Technology Review über virtuelles Denken
Forscher simulieren Hirn in einem Computer
Laut seinem Leiter Henry Markram ist das Projekt schon in seinem jetzigen Stadium "mehrere Millionen Mal komplexer als alle Simulationen, die bisher gemacht worden sind". Möglich wird es durch eine Kombination von biololgischer Feinstarbeit und massiver Rechenkraft: Seit zehn Jahren erfassen die Forscher mit Experimenten akribisch das Zusammenspiel der einzelnen Nervenzellen im Rattenhirn. Für die Simulation haben sie einen Superrechner vom Typ "Blue Gene" angeschafft, derzeit auf Platz 13 der Liste der schnellsten Computer weltweit.
Erstes Ziel ist die Simulation eines Verbundes aus 10.000 Nervenzellen, entsprechend etwa einem halben Millimeter Rattenhirn. Das klingt unspektakulär, doch die ausgewählte "kortikale Kolumne" bildet so etwas wie die Basiseinheit jedes Säugetier-Gehirns: Die Zellen sind gemeinsam für eine bestimmte Aufgabe zuständig, doch wie Tierversuche nahe legen, können sie prinzipiell auch andere Aufgaben erledigen. So haben zum Beispiel amerikanische Forscher vor einigen Jahren bei neugeborenen Frettchen die Sehnerven zu dem Teil der Großhirnrinde umgeleitet, der normalerweise Höreindrücke verarbeitet. Die neu verdrahteten Frettchen verarbeiteten nun visuelle Eindrücke mit einem Hirnareal, das dafür ursprünglich gar nicht vorgesehen war.

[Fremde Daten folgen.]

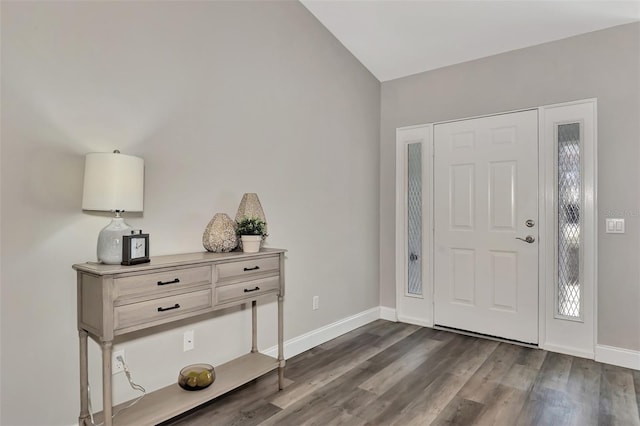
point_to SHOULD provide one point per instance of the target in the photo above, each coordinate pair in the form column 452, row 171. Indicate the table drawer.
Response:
column 247, row 289
column 244, row 269
column 159, row 282
column 157, row 310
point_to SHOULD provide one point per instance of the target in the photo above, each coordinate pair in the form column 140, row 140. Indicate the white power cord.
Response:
column 133, row 385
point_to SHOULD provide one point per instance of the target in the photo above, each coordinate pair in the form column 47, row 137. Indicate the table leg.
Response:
column 83, row 418
column 281, row 361
column 254, row 327
column 107, row 403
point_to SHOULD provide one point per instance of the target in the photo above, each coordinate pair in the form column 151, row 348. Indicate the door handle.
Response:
column 528, row 239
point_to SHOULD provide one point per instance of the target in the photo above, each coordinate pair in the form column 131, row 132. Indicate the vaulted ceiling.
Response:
column 396, row 38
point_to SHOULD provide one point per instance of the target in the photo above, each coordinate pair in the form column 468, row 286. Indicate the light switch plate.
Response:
column 614, row 226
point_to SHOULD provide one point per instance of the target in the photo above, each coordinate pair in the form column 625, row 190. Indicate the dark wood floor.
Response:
column 389, row 373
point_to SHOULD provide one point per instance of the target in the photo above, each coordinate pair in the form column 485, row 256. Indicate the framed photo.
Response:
column 135, row 248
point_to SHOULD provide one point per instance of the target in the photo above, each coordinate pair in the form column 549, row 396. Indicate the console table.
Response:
column 115, row 300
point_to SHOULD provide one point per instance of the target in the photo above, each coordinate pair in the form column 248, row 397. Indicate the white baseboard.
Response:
column 292, row 347
column 388, row 314
column 618, row 356
column 567, row 350
column 415, row 321
column 297, row 345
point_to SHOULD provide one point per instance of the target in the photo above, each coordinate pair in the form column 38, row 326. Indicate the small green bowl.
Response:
column 196, row 376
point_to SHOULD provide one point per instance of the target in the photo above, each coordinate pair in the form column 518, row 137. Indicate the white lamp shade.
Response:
column 113, row 182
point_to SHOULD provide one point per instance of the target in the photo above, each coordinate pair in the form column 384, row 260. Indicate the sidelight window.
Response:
column 569, row 202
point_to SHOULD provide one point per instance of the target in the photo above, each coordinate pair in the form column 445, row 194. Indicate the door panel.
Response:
column 485, row 189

Noch berechnet die Blue-Gene-Maschine mit jedem ihrer 8192 Prozessoren nur eine Nervenzelle. Für das menschliche Gehirn wären also mindestens zehn Milliarden Prozessoren nötig. Markram setzt bei seinem Ziel, das menschliche Gehirn zu simulieren, auf die Abstraktionsfähigkeit verschiedener Modelle und auf die zunehmende Rechenkraft künftiger Supercomputer. Das menschliche Gehirn, so Markram, besteht zu 80 Prozent aus kortikalen Kolumnen. "Wenn wir erst einmal eine Kolumne haben, dann kann man sie auch vervielfältigen."
Dass pure Rechenkraft und detaillierte Aufzeichnungen wirklich reichen, um irgendwann ein Menschenhirn nachzubauen, halten andere Forscher aber für unwahrscheinlich. Nach Ansicht vieler Theoretiker reicht unser bisheriges Verständnis der Denkprozesse dafür lang nicht aus.